America on Fire: The Untold History of Police Violence and Black Rebellion since the 1960s
By Elizabeth Hinton
W.W. Norton Publisher
On Monday night and in the early morning of Tuesday, July 30, Peoria Police and residents of the south side Taft Homes fought a running battle, with bottles, rocks and even a shotgun aimed at police, injuring rookie officer Al Misener.
The tension erupted after neighborhood youths were bombarding a tavern with bricks, bottles and firebombs. When the police arrived, the approximately 50 participants ran; police arrested 16-year-old Sirita Hines, pregnant, who claimed non-involvement. She charged she was treated roughly.
After Hines’ arrest, the crowd set up barricades on Southwest Adams Street, continuing to pelt passing cars with rocks and bottles. Seven police officers arrived to break the disturbance up and were fired upon with a shotgun, Misener sustaining the most injury. Soon 200 Peoria and county officers plus state troopers surrounded the Taft Homes for an all-night melee. A dusk to dawn curfew was instituted.

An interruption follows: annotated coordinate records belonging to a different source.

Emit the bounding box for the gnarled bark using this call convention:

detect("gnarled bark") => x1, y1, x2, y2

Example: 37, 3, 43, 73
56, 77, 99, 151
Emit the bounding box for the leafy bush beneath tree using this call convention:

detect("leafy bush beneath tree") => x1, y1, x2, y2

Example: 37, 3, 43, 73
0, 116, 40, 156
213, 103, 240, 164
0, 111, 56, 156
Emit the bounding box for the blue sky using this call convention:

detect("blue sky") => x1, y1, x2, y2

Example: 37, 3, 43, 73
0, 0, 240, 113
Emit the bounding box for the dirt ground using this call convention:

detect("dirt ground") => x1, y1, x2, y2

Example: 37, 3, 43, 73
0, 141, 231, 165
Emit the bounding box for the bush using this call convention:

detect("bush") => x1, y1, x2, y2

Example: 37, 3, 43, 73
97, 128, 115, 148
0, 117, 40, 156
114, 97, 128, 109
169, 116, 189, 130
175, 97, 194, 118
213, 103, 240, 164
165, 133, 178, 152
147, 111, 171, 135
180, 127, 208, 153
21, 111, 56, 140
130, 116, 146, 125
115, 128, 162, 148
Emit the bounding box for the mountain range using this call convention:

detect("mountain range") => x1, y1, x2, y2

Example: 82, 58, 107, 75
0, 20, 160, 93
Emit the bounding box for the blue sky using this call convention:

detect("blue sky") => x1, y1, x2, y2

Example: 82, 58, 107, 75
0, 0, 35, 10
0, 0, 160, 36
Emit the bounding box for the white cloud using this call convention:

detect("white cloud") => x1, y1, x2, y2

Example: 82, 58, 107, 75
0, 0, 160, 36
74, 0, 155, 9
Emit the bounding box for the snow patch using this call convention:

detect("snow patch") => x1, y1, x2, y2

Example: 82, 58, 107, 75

Two years later violence erupted again when two Taft tenants, Dorothy Johnson and again, Sarita Hines, were evicted for missed rent payments. Hines did not dispute but Johnson pulled a butcher knife on the officers. She was arrested and the police proceeded to move the evicted tenants’ belongings to the curb. Young people broke the locks and placed the furniture back in the apartments. The police returned and violence broke out again.
While Peoria Police battled in the Taft Homes in July 1968, similar incidents were taking place in Seattle, Washington and Gary and Muncie, Indiana.
After the early 1960s Civil Rights movement and promises of racial equality, many, especially white Americans, were mystified by the violence. Many questioned why neighborhoods, stores and public facilities were being ravaged and burnt. Were not people destroying their own neighborhood?
In her new book, America on Fire, Elizabeth Hinton claims the violence was not a “riot,” but a “rebellion,” against poor housing, inadequate schools and few jobs. A police confrontation was often the trigger igniting violence. The civil rights movement created opportunities for some who gained an education or better jobs, leaving the older, segregated neighborhoods and housing behind for poorer residents. Resentment grew against non-Black owned businesses, financially strapped housing authorities and especially against police tactics.
These rebellions were “political acts carried out in response to an unjust and repressive society,” Hinton writes. “This redefinition leads, necessarily, to an examination of the failures of the civil rights era, whose unfulfilled promises results in continuing poverty and skyrocketing imprisonment.”
Hinton meticulously documents confrontations not only in large urban centers, but smaller cities like Peoria, York and Harrisburg, Pennsylvania. Although President Lyndon Johnson promised a “War on Poverty,” in 1968 these urban insurrections launched a “War on Crime,” with increased financial support to police systems and higher incarceration rates.
Another Illinois city that features prominently in this book is Cairo, which the U.S. Census recently noted as having the highest U.S. population loss. Alexander County lost one-third of its people between 2010 and 2020. In the book’s thorough treatment of Cairo, continued white vigilante attacks on the African-American community led to a multi-year battle. When white businesses refused to diversify their hiring the stores were boycotted, eventually shutting their doors. Cairo was a unique story in the book, as the African-American residents were overtly targeted by law enforcement and sustained attacks from the white community.
This is not an easy book to read. The civil rights story conjures uplift and a more welcoming nation. Yet there are Americans who feel trapped, with police action and high incarceration rates often leading to a violent reaction.
After George Floyd’s 2020 death, Black Lives Matter emerged as a powerful movement. What most struck Hinton was how inter-racial that movement was, centered on systemic change, and in 95 percent of the demonstration, non-violent.
“The 2020 demonstrations revealed that racial justice champions, environmental activists, LGBTQ-rights advocates and labor unions appear to be stitching together a new coalition,” Hinton writes. “Another even more recent shift is that … some public officials and police officers participated in the demonstrations to express support for the anti-racist cause.”
These past few years have put racial issues, particularly the concept of systematic racism, in the national discussion. Hinton’s book assists the reader in conjuring the depth of resentment, rebellion, provocative police reactions and failed promises that led us to this crossroads.